Map of maps race condition error : "invalid memory address or nil pointer dereference"

1,223 views
Skip to first unread message

Alec Matusis

unread,
Oct 16, 2014, 7:33:36 PM10/16/14
to golan...@googlegroups.com
I have a race condition in a busy TCP server with 10000+ goroutines (one goroutine per client):

type Server struct {
  sync
.RWMutex
 
Groups map[string] *Group
...
}


type
Group struct {
 
Clients map[*Client] bool
 
....
}



This code:
--> for client := range s.Groups[groupName].Clients {
      err
:= s.WriteToClient(client, msg)



crashes very often with
panic: runtime error: invalid memory address or nil pointer dereference


Whenever I update 

s.Groups
or
s.Groups[name].Clients
i always update it inside
s.Lock() s.Unlock()
block.

We would strongly prefer to not use Rlocks when we loop over the clients for performance reasons (we did several benchmarks). We do not care about the accuracy of s.Groups[name].Clients at each point in time, we only care about it not crashing with memory errors.

When I split s.Groups[name].Clients into

  var g = s.Groups[groupName]
 
for client := range g.Clients {
    err
:= s.WriteToClient(client, msg)

the invalid memory error happens about 1000x more rarely. I would like to understand why such splitting helps, and whether it's possible to only use write locks, but not read locks and guarantee that there are no memory errors?

Jesse McNelis

unread,
Oct 16, 2014, 7:44:26 PM10/16/14
to Alec Matusis, golang-nuts
On Fri, Oct 17, 2014 at 10:33 AM, Alec Matusis <mat...@gmail.com> wrote:
> the invalid memory error happens about 1000x more rarely. I would like to
> understand why such splitting helps, and whether it's possible to only use
> write locks, but not read locks and guarantee that there are no memory
> errors?

No. Maps aren't thread safe, they are a complex data structure that
can't be atomically updated.
You'll need to put locks around all reads and writes if you want to
use them concurrently.

No values in Go are thread safe, slices, maps, chan values, ints, floats etc.

k...@golang.org

unread,
Oct 16, 2014, 7:50:05 PM10/16/14
to golan...@googlegroups.com, mat...@gmail.com, jes...@jessta.id.au
Run your program with the race detector: https://golang.org/doc/articles/race_detector.html
It will correctly complain that you can't have a concurrent read and write map operation.

Alec Matusis

unread,
Oct 16, 2014, 7:55:41 PM10/16/14
to golan...@googlegroups.com, mat...@gmail.com, jes...@jessta.id.au, k...@golang.org
I tried the race detector: the servers grew to multi-gigabyte size (instead of stable 100MB) within 15 minutes, and took the physical machine down.
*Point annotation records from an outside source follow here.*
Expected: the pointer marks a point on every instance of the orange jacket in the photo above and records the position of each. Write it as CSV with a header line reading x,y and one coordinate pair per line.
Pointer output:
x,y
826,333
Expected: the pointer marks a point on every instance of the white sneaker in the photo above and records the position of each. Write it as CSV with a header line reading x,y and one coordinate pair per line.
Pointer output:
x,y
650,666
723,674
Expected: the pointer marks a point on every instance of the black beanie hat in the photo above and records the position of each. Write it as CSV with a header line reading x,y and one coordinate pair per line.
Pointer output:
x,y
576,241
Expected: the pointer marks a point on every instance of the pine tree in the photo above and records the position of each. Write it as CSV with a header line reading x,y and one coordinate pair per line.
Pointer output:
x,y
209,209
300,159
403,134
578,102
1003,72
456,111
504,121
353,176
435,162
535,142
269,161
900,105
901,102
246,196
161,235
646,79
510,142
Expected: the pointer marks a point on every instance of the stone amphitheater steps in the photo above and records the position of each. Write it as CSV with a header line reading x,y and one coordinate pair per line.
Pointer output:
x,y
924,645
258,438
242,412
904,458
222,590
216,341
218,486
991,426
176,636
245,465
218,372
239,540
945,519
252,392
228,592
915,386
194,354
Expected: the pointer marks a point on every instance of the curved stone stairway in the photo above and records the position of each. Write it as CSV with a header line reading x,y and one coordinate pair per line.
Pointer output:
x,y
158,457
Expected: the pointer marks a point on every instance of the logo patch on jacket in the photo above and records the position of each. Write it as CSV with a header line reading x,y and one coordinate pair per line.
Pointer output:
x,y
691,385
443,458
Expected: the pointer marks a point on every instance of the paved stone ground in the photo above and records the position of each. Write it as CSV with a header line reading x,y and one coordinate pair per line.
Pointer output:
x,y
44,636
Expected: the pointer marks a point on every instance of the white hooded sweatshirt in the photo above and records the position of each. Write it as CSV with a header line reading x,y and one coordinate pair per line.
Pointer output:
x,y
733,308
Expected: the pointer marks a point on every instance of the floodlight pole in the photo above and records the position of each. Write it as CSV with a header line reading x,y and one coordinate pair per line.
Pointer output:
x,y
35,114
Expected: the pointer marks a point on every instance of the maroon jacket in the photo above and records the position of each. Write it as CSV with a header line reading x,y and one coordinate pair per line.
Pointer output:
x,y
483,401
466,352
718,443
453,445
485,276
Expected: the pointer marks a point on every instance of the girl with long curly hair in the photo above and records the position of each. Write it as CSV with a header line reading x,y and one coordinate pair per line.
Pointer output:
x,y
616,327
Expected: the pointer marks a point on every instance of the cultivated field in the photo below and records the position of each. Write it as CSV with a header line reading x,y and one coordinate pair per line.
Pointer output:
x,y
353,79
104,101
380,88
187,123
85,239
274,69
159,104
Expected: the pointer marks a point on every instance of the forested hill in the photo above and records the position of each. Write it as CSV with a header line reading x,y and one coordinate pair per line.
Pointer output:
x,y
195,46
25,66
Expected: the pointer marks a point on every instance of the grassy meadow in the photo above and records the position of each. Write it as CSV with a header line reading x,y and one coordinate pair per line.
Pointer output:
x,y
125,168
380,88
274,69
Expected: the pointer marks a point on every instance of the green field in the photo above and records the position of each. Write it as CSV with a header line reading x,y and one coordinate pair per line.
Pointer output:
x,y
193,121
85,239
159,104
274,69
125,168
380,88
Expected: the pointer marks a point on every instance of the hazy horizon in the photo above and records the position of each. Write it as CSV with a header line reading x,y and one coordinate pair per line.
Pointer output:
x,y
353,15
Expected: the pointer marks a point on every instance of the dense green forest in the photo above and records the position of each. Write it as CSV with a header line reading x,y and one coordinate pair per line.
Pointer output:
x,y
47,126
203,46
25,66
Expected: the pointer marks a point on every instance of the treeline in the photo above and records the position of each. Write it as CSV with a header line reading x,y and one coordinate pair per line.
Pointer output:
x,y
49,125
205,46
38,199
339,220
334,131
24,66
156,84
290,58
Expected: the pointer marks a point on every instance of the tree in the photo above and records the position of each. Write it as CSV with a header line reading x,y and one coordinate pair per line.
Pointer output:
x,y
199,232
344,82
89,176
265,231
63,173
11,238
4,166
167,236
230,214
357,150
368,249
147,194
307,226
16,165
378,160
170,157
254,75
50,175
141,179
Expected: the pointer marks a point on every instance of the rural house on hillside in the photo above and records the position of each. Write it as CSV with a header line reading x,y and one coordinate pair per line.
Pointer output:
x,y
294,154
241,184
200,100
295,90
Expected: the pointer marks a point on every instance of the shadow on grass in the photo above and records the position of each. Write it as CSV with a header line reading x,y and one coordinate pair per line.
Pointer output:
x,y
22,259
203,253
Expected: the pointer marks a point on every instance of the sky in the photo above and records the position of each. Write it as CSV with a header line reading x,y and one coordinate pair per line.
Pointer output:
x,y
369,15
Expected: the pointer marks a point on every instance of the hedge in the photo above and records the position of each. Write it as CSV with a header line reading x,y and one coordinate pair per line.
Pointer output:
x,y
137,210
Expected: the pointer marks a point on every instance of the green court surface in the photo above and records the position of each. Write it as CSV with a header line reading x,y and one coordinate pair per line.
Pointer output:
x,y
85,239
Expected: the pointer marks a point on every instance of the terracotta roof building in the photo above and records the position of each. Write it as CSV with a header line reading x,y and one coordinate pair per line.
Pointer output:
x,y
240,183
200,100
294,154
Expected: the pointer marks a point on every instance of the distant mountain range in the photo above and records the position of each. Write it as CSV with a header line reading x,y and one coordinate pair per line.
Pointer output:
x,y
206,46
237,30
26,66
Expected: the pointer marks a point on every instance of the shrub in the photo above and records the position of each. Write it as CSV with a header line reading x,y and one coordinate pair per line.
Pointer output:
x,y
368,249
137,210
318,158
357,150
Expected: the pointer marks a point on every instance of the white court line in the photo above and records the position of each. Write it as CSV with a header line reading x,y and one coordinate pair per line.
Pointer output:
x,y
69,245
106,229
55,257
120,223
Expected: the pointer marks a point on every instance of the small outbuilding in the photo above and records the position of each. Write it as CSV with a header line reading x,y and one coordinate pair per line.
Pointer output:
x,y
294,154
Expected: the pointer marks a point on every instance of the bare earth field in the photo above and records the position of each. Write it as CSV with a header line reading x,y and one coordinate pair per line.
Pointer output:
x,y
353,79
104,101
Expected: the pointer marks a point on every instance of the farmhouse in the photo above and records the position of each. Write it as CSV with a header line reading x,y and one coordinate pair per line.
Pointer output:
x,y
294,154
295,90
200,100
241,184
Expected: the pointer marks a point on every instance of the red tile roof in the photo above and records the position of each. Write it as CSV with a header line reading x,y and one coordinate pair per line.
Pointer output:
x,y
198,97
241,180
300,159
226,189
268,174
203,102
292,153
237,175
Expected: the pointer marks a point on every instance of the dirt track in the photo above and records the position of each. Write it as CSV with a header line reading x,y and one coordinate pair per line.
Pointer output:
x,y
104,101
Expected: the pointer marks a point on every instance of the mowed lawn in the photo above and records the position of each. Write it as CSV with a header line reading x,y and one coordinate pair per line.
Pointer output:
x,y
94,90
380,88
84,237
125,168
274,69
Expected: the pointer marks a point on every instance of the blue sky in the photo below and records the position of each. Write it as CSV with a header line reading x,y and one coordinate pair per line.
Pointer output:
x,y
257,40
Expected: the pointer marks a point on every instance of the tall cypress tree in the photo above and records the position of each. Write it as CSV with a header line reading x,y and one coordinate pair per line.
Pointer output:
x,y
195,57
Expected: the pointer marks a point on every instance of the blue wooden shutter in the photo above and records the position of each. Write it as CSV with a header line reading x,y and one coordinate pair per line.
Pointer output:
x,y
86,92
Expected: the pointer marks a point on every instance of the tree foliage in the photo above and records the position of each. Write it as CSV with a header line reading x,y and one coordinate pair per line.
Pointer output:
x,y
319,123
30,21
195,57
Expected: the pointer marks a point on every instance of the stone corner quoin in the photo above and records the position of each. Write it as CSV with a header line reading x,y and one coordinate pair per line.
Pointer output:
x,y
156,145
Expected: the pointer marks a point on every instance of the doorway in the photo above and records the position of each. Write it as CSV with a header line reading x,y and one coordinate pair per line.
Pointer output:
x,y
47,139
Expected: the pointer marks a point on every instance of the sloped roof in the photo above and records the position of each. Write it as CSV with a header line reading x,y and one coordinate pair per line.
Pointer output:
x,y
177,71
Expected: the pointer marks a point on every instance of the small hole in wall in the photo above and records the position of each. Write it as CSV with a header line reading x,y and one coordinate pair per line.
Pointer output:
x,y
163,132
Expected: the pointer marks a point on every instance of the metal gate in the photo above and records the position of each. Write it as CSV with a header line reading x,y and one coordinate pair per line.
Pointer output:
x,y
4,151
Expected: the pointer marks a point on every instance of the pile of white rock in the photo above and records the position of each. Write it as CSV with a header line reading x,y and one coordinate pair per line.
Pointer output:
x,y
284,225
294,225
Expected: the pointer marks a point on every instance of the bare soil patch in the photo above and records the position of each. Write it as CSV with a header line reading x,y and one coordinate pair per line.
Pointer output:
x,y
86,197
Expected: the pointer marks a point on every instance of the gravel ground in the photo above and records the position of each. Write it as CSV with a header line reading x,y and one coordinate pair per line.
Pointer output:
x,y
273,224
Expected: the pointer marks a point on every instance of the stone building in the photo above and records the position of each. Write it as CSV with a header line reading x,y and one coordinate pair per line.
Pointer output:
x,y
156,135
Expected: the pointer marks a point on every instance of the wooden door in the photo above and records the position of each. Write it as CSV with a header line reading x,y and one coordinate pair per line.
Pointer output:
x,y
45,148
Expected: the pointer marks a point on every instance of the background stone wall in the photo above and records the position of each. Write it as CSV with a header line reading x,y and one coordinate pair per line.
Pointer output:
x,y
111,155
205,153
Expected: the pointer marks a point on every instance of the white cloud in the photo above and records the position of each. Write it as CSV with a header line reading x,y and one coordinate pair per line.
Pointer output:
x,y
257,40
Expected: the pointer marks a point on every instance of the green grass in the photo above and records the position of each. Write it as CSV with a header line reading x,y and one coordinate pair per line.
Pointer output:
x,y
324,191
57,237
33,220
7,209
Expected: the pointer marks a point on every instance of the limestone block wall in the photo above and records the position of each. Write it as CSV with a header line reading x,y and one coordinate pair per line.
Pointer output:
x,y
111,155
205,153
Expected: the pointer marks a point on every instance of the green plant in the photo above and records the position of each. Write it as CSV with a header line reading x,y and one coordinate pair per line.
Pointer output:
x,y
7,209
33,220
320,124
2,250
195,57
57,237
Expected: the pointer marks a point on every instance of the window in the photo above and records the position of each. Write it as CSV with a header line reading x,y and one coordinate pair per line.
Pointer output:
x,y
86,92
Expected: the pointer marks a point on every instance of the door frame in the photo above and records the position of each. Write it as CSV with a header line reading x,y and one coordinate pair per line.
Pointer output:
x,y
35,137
During these 15 min, no race conditions were detected. Without race detector, memory errors happened within 1-2 minutes. 
I do understand that maps need to be locked during their modifications, but I do not quite understand why they need to be locked during reading them, if we do not care about consistency..?

Ian Taylor

unread,
Oct 16, 2014, 8:02:08 PM10/16/14
to Alec Matusis, golang-nuts, jes...@jessta.id.au, k...@golang.org
On Thu, Oct 16, 2014 at 4:55 PM, Alec Matusis <mat...@gmail.com> wrote:
>
> I tried the race detector: the servers grew to multi-gigabyte size (instead
> of stable 100MB) within 15 minutes, and took the physical machine down.
> During these 15 min, no race conditions were detected. Without race
> detector, memory errors happened within 1-2 minutes.
> I do understand that maps need to be locked during their modifications, but
> I do not quite understand why they need to be locked during reading them, if
> we do not care about consistency..?

Because maps are a complex mutating data structure. During a write
parts of the map, including internal pointers, will be changing.
Reading the map at the same time as a write is mutating it can easily
send the program into invalid memory.

Ian


>> On Thursday, October 16, 2014 4:50:05 PM UTC-7, k...@golang.org wrote:
>> Run your program with the race detector:
>> https://golang.org/doc/articles/race_detector.html
>> It will correctly complain that you can't have a concurrent read and write
>> map operation.
>>
>>
>> On Thursday, October 16, 2014 4:44:26 PM UTC-7, Jesse McNelis wrote:
>>>
>>> On Fri, Oct 17, 2014 at 10:33 AM, Alec Matusis <mat...@gmail.com> wrote:
>>> > the invalid memory error happens about 1000x more rarely. I would like
>>> > to
>>> > understand why such splitting helps, and whether it's possible to only
>>> > use
>>> > write locks, but not read locks and guarantee that there are no memory
>>> > errors?
>>>
>>> No. Maps aren't thread safe, they are a complex data structure that
>>> can't be atomically updated.
>>> You'll need to put locks around all reads and writes if you want to
>>> use them concurrently.
>>>
>>> No values in Go are thread safe, slices, maps, chan values, ints, floats
>>> etc.
>
> --
> You received this message because you are subscribed to the Google Groups
> "golang-nuts" group.
> To unsubscribe from this group and stop receiving emails from it, send an
> email to golang-nuts...@googlegroups.com.
> For more options, visit https://groups.google.com/d/optout.

andrewc...@gmail.com

unread,
Oct 16, 2014, 10:22:35 PM10/16/14
to golan...@googlegroups.com
If you don't want to have read locks you probably need to use different non standard data structures. I think there are a bunch of associative data structures with different characteristics that could be used, but depend on your specific application.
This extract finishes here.